”Our European visitors are important to us.” I’m trying to imagine how they decided to go with this headline for the screen that tells European visitors to get lost.
> In our quest to improve our service for you, the user, we're making it worse.
If you're doing something good, you announce that you're doing something good. If you're doing something bad, you announce you're doing something good.
It appears that "respecting peoples' privacy" currently equates to having an overlay with a button to accept cookies, and a message stating that using the website means accepting <whatever>. So I haven't figured out what the button means, but to preserve maximum uncertainty, I try not to click it.
Or just because the US doesn't have good privacy laws doesn't mean you should then decide to suck up as much data on everyone as possible. Just because they can be a dick doesn't mean they have to.

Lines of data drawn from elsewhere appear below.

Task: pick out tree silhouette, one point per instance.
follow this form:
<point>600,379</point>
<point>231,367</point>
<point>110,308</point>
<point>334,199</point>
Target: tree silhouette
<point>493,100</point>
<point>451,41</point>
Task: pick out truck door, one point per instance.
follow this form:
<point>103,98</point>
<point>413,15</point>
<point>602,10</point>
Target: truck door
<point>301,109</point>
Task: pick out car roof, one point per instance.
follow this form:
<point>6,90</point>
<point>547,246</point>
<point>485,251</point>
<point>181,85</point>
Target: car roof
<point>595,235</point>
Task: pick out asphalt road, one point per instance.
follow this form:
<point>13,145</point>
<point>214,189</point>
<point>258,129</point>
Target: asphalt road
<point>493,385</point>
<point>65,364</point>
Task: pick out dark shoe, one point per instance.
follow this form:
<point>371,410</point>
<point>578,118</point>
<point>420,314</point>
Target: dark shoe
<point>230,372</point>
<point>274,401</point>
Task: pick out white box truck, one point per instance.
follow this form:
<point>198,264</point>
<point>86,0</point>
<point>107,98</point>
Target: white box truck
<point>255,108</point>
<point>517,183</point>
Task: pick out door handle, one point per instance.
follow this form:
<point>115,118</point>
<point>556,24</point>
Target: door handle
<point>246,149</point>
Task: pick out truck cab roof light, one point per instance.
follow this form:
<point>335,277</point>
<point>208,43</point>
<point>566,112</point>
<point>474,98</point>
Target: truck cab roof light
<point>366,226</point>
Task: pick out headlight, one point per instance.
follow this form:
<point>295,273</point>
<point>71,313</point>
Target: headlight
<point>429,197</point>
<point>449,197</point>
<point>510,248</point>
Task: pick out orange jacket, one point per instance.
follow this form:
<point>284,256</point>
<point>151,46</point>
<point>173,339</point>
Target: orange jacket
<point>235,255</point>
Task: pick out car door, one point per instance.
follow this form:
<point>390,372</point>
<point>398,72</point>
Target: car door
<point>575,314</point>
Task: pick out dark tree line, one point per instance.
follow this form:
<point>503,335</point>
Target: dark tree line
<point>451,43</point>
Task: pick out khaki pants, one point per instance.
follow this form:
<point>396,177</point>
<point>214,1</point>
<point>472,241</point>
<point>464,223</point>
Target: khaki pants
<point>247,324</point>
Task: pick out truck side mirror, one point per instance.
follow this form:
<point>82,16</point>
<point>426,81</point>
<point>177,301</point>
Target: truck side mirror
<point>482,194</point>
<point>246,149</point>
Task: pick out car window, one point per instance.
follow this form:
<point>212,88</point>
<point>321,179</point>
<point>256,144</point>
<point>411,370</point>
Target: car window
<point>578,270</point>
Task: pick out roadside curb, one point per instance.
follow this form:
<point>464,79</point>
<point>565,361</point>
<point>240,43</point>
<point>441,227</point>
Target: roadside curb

Is this relevant to the EU? I see lots of complaints about amazon on the HN frontpage but they mostly focus on the US. I assume tighter regulation and import tariffs on the other side of the atlantic would result in amazon's product selection looking different and perhaps getting counterfeits in is more onerous.
I was browsing for bird feed recently on Amazon DE and FR sold by Amazon themselves as I mostly don’t trust third parties. Some reviewers said they received just a transparent plastic bag with different seeds in it.
All those reviews were from 2019. So my guess is that they’ve started to commingle in Europe too.